Came to the AoM community a few months ago for some relationship advice and was very pleased with what feedback I received!
Now I come to you with another query: Ive been reading a lot of the articles lately and they talk about being proud of yourself as a man.
I like to think Ive accomplished a lot in my 21 years, and Im happy where I am. But I often wonder to myself: have I crossed the line from being proud to being arrogant?
I want to know your opinions on the subject. Where is the line, and how can I avoid crossing it?
I think they're both names, with positive and negative feel, for the same thing. There's a whole series of things like this, going from negative to positive IIRC, that show just how empty connotation is:
He is mulish, you are stubborn, I am resolute.
He is fanatical, you are religious, I am spiritual.
He is arrogant, you are prideful, I am proud.
I think none of us has any reason to be proud of ourselves as men, Americans/Britons/Japanese/whatever we may be, smart people, etc. I didn't make myself male, American, or smart. I did contribute to being a man as opposed to merely a male, but it's hardly a world-shaking accomplishment, and I had help.
At the same time, I need not be ashamed of these things either. They're good things.
Both pride and shame are all about me. Maybe I could focus on something else? Now that _would_ be an accomplishment.
My first opinion on this would be, if you are asking the question "Am I being arrogant?" you aren't.
I personally think of pride as something where you have done something, etc. and you "hang it on your wall" for others to see, but you don't really talk about it, unless it comes up. Arrogance would be like hanging those things on the wall, and then pointing out to everyone that they are there.
If that makes any sense?
Okay, below is my interpretation of dictionary definitions on the terms pride and arrogance.

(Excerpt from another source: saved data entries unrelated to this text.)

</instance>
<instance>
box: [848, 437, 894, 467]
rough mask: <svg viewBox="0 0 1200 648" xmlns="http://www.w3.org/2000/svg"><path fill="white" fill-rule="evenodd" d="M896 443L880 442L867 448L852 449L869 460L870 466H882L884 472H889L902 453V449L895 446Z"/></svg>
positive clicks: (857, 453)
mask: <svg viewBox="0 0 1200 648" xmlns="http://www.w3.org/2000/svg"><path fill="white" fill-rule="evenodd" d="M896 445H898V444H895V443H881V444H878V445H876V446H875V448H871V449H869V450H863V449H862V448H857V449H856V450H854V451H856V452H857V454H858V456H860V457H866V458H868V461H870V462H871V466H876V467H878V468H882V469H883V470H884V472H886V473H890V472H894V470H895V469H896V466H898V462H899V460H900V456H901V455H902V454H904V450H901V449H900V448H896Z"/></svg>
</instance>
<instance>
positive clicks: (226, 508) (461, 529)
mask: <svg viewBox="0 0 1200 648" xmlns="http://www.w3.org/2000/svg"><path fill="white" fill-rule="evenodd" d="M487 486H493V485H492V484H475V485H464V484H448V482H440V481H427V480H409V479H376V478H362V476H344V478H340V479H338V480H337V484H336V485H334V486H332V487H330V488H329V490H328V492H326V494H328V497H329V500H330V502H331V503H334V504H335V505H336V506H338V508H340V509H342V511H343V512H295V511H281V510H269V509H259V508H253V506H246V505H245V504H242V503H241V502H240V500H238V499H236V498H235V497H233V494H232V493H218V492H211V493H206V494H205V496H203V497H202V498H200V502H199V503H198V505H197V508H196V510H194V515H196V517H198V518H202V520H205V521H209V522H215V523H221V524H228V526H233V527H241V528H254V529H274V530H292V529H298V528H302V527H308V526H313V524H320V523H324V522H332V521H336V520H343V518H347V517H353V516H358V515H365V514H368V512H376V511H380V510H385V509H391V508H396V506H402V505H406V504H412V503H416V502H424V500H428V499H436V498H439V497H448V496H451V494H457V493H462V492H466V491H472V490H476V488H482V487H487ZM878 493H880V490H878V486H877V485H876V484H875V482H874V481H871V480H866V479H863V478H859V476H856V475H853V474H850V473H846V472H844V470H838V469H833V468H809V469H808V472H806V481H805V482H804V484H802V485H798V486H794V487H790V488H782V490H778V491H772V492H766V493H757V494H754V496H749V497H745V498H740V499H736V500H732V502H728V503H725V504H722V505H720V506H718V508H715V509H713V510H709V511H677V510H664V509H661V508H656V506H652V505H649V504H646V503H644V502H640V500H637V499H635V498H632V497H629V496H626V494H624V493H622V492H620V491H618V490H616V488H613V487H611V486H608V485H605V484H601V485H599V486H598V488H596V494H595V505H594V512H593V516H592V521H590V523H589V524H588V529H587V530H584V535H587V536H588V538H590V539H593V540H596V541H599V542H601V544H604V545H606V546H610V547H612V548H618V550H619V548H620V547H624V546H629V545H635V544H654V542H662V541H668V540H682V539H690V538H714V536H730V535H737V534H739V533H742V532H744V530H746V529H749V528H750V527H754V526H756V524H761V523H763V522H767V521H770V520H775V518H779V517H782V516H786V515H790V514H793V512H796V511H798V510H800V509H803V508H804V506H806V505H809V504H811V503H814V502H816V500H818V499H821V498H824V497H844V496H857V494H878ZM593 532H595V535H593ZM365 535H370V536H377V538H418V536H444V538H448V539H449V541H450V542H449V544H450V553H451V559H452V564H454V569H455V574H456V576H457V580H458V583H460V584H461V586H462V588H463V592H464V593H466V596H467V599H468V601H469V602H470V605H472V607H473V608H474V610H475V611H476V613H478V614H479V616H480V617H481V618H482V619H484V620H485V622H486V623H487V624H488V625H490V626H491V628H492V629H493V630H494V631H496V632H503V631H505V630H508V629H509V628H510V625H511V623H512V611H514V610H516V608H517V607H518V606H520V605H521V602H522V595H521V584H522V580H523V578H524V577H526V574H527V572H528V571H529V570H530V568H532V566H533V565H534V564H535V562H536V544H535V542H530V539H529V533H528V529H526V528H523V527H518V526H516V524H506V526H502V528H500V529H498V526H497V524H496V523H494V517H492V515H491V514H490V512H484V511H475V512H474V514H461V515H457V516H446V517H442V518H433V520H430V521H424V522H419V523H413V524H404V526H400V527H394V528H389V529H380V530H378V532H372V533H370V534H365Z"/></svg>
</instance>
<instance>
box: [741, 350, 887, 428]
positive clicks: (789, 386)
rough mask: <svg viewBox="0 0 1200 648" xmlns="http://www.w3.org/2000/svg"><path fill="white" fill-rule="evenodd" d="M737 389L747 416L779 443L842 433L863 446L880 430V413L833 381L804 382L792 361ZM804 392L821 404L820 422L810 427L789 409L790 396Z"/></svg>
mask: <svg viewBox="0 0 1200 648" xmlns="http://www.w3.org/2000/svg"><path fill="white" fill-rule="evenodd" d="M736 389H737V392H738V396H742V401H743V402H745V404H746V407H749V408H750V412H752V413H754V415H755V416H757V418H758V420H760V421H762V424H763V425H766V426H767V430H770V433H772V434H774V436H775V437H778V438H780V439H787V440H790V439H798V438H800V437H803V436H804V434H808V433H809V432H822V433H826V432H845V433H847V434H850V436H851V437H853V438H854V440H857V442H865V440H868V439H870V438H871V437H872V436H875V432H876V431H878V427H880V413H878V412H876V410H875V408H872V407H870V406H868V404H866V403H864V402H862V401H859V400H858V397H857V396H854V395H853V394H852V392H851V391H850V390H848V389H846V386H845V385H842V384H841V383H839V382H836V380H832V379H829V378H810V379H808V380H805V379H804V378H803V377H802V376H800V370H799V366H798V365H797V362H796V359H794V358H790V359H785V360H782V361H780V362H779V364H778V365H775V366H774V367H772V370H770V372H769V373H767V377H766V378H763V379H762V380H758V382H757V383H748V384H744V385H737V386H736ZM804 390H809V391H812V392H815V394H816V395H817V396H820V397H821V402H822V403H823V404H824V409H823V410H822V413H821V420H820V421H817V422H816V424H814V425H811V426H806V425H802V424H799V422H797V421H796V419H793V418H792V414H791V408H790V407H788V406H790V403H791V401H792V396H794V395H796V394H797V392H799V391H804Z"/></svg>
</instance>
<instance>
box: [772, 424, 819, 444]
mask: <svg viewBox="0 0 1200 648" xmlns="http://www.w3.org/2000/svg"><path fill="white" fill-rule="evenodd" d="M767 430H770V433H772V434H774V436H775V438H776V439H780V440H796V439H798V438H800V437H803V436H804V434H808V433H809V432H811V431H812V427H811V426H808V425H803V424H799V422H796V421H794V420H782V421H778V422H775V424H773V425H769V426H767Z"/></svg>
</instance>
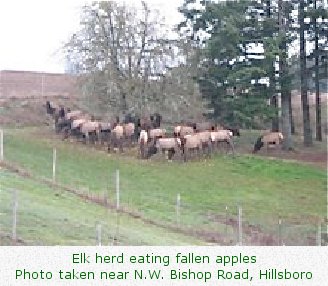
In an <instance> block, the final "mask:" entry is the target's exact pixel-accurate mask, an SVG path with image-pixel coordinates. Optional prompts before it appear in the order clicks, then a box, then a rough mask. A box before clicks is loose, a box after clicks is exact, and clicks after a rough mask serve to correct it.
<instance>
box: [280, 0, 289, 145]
mask: <svg viewBox="0 0 328 286" xmlns="http://www.w3.org/2000/svg"><path fill="white" fill-rule="evenodd" d="M278 7H279V8H278V9H279V30H280V31H279V32H280V33H279V35H280V38H281V46H280V50H281V53H280V59H279V79H280V88H281V118H282V134H283V135H284V140H283V149H284V150H290V149H291V148H292V142H291V140H292V139H291V124H290V123H291V120H290V104H291V100H290V96H291V94H290V86H289V85H288V81H289V76H288V70H287V39H286V38H287V29H286V22H287V21H286V16H285V13H286V8H285V5H284V2H283V0H279V1H278Z"/></svg>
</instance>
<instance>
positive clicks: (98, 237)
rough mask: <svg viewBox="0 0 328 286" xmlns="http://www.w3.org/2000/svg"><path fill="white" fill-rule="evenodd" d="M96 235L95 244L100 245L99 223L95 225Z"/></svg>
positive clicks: (100, 240)
mask: <svg viewBox="0 0 328 286" xmlns="http://www.w3.org/2000/svg"><path fill="white" fill-rule="evenodd" d="M96 237H97V245H99V246H101V224H100V223H98V224H97V226H96Z"/></svg>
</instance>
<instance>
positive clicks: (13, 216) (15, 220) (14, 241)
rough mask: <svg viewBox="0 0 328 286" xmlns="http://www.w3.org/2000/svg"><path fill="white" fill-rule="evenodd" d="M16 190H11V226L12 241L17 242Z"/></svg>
mask: <svg viewBox="0 0 328 286" xmlns="http://www.w3.org/2000/svg"><path fill="white" fill-rule="evenodd" d="M17 192H18V191H17V190H16V189H15V190H13V224H12V240H13V241H14V242H16V240H17V209H18V194H17Z"/></svg>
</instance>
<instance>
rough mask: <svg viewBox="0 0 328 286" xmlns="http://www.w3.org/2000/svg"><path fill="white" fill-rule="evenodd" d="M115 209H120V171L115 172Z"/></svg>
mask: <svg viewBox="0 0 328 286" xmlns="http://www.w3.org/2000/svg"><path fill="white" fill-rule="evenodd" d="M116 209H117V210H119V209H120V171H119V170H116Z"/></svg>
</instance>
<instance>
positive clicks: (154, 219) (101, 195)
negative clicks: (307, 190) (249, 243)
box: [0, 140, 322, 245]
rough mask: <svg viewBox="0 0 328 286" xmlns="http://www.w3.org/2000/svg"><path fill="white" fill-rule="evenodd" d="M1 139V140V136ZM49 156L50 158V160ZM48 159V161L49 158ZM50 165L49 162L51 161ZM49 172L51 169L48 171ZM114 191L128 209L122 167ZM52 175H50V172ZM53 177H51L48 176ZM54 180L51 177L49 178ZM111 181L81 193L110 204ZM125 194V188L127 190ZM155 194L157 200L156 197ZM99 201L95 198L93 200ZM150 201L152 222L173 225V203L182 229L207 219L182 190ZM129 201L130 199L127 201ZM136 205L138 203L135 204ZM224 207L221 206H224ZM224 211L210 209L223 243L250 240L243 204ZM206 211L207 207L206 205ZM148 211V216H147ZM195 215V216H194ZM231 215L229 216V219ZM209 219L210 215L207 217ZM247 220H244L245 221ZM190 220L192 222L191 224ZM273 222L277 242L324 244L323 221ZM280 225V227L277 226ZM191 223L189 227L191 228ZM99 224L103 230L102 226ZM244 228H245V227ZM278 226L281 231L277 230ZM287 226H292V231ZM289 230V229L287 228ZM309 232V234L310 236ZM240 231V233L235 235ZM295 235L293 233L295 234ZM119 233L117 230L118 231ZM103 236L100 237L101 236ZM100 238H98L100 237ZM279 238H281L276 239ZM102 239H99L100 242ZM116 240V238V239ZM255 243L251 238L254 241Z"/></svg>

Pride is a feeling of deep pleasure or satisfaction derived from achievements, qualities or possessions that do one credit. This is a personal feeling and I think choosing to share your pride with others is egotistic - not a positive or negative suggestion just an observation. Egoism isn't necessarily bad and it is certainly a fact of human nature.
BUT it is also the quality of having an excessively high opinion of oneself. Hence the saying "pride comes before the fall".
Arrogance is having an exaggerated sense of one's own importance or abilities. Basically the same as the second description above. I think the main difference is the word pride is used more according to the first definition while arrogance is used for the latter two.
Just remember to not be excessive or exaggerated with your pride. I think the best way to achieve that is to ask yourself how highly you'd rate your achievement if it was someone else who achieved it. Try and apply a bit of empathy.
Pride, proud; One can be proud of one's achievements quietly not assuming that others do not have similar or other achievements. For example if I were to build a home with my bare hands that is something I could take pride in. I don't have to brag about what I've done or even have others acknowledge that I did it.
Arrogance: Excessive trait. Thinking one's achievements deem a large amount of respect and letting people know that they should respect you and honor you. The thought that somehow people are less than you are and don't deserve the same respect you do. Take the same example of house building. I am arrogant if I brag about it excessively, all the time. I am arogant if I walk around thinking others are less or less deserving of respect than I am because "they didn't build a house with their bare hands".
I haven't read the other responses but here's what I have to say about this.
To be arrogant is to be smug. To not know (or ignore) your limits- not only to your detriment, but to those around you as well. To think you're "all that" and you're above everyone for no reason. In simple terms, to be arrogant is to lose control of your ego.
To be proud is to appreciate the work you've done and recognize when others have helped you (give credit where credit is due). Appreciate yourself and the fruits of your labor, but keep your ego in check.
So if you accomplished something important to you (say, you got a promotion at work) you should feel proud of that. You worked your butt off to get it and your work didn't go unnoticed. But don't take all the credit yourself- if a coworker covered for you one day, thank him. If someone threw a good word in for you with your boss, be appreciative. And so on. Don't claim everything for yourself. When you do, you've crossed the line.